NEM TUDO É LÓGICA

"Quem não vacila mesmo derrotado

Quem já perdido nunca desespera

E envolto em tempestade decepado

Entre os dentes segura a primavera"

Secos e Molhados

Nunca pensei que a vida seria tão generosa comigo como ela foi até hoje.

De onde eu vim, nas condições precárias em que vivi, pelas dificuldades por que passei não esperava chegar muita mais além de onde tinha saído.

Semelhante a uma corrida de cavalos, eu era como o esperançoso jóquei que se preparara por anos, mas sem às mínimas condições por estar em precária montaria, sem chances para a disputa, qualquer que ela fosse, e que por fim, quando a derrota lhe envolve com sua sombra escura e fria, leva pra casa a ingênua sensação de que com um pouco mais de sorte sairia vitorioso.
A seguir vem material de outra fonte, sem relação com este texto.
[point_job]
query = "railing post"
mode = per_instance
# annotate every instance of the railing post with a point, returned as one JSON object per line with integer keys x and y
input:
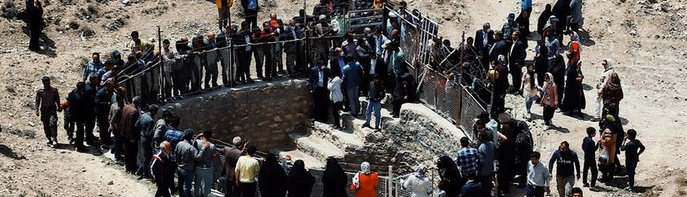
{"x": 390, "y": 184}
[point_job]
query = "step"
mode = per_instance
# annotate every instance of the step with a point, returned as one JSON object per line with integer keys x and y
{"x": 310, "y": 161}
{"x": 317, "y": 147}
{"x": 340, "y": 137}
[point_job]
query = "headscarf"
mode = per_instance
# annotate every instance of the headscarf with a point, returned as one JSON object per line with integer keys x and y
{"x": 300, "y": 181}
{"x": 575, "y": 37}
{"x": 421, "y": 171}
{"x": 365, "y": 169}
{"x": 609, "y": 64}
{"x": 613, "y": 91}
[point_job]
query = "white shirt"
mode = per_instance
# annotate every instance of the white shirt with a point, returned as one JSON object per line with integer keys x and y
{"x": 419, "y": 187}
{"x": 320, "y": 78}
{"x": 485, "y": 38}
{"x": 537, "y": 175}
{"x": 247, "y": 37}
{"x": 334, "y": 86}
{"x": 373, "y": 66}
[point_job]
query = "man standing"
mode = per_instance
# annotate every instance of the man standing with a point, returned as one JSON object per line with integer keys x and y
{"x": 352, "y": 76}
{"x": 186, "y": 156}
{"x": 518, "y": 54}
{"x": 47, "y": 101}
{"x": 231, "y": 155}
{"x": 633, "y": 149}
{"x": 374, "y": 97}
{"x": 243, "y": 54}
{"x": 130, "y": 133}
{"x": 250, "y": 12}
{"x": 318, "y": 77}
{"x": 35, "y": 11}
{"x": 590, "y": 147}
{"x": 146, "y": 124}
{"x": 487, "y": 151}
{"x": 103, "y": 101}
{"x": 538, "y": 177}
{"x": 115, "y": 120}
{"x": 484, "y": 38}
{"x": 92, "y": 67}
{"x": 161, "y": 126}
{"x": 247, "y": 168}
{"x": 78, "y": 107}
{"x": 204, "y": 165}
{"x": 565, "y": 174}
{"x": 467, "y": 159}
{"x": 292, "y": 32}
{"x": 224, "y": 10}
{"x": 162, "y": 169}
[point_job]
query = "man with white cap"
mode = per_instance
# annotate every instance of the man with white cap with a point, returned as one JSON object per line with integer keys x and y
{"x": 365, "y": 182}
{"x": 231, "y": 155}
{"x": 418, "y": 183}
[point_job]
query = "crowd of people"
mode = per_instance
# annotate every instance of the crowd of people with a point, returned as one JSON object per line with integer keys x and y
{"x": 372, "y": 65}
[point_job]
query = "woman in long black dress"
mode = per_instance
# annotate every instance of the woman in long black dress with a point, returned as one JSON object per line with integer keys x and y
{"x": 300, "y": 181}
{"x": 574, "y": 100}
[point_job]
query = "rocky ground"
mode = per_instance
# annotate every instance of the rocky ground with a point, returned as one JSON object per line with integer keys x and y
{"x": 644, "y": 37}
Assim eu me encontrava perante meu futuro.

Mas como nem tudo é feito de lógica os azarões também chegam em primeiro.

Contrariando as estatísticas sinto-me hoje um vencedor dentro da minha insignificância.

Entre a expectativa e a realidade, e no meu caso, entre os obstáculos que me deparei de tempos em tempos, não poderia jamais reclamar da vida que tive, das pequenas vitorias que conquistei e dos frutos que colhi.

Tamanho foram os esforços para conquistar a estabilidade e o sucesso, este objeto do desejo de muitos, e que para os outros sempre pareceu tão mais fácil, fez com que eu não me sentisse vencedor, pois quando as vitorias chegavam pareciam sem valor, fáceis e banais pois estavam ao meu alcance.

Lembro-me da história que um dia ouvi de um capitão que certa vez foi repreendido pelo desleixo na sua conduta de oficial, imiscuindo-se em brincadeiras vulgares com seus subalternos, não se dando ao respeito que o posto exigia. Ele, sem pensar muito, respondeu que seu sonho sempre fora ser soldado raso e que por um descuido que a sorte por vezes comete, havia chegado a capitão. Estava de bom tamanho.

Às vezes me pego pensando e percebo que meus sonhos não são muito diferentes.

Pela condição em que vivi, em meio as dificuldades que me rodearam, tinha como modelo de sucesso algo bem aquém de onde estou hoje.

Sou um soldado raso numa farda de capitão.

Em que pese em meu ombro ostentar algumas estrelas reluzentes e o som de minha voz transmitir um certo tom de comando ainda me sinto como o menino medíocre da minha infância, o jóquei vencido que monta o matungo perdedor e o soldado raso em sua felicidade ingênua e obediente.

Em meu peito, escondido sob uma beca lustrosa que impõe respeito e temor ainda bate um coração subalterno e submisso esperando sempre por ordens a serem cumpridas.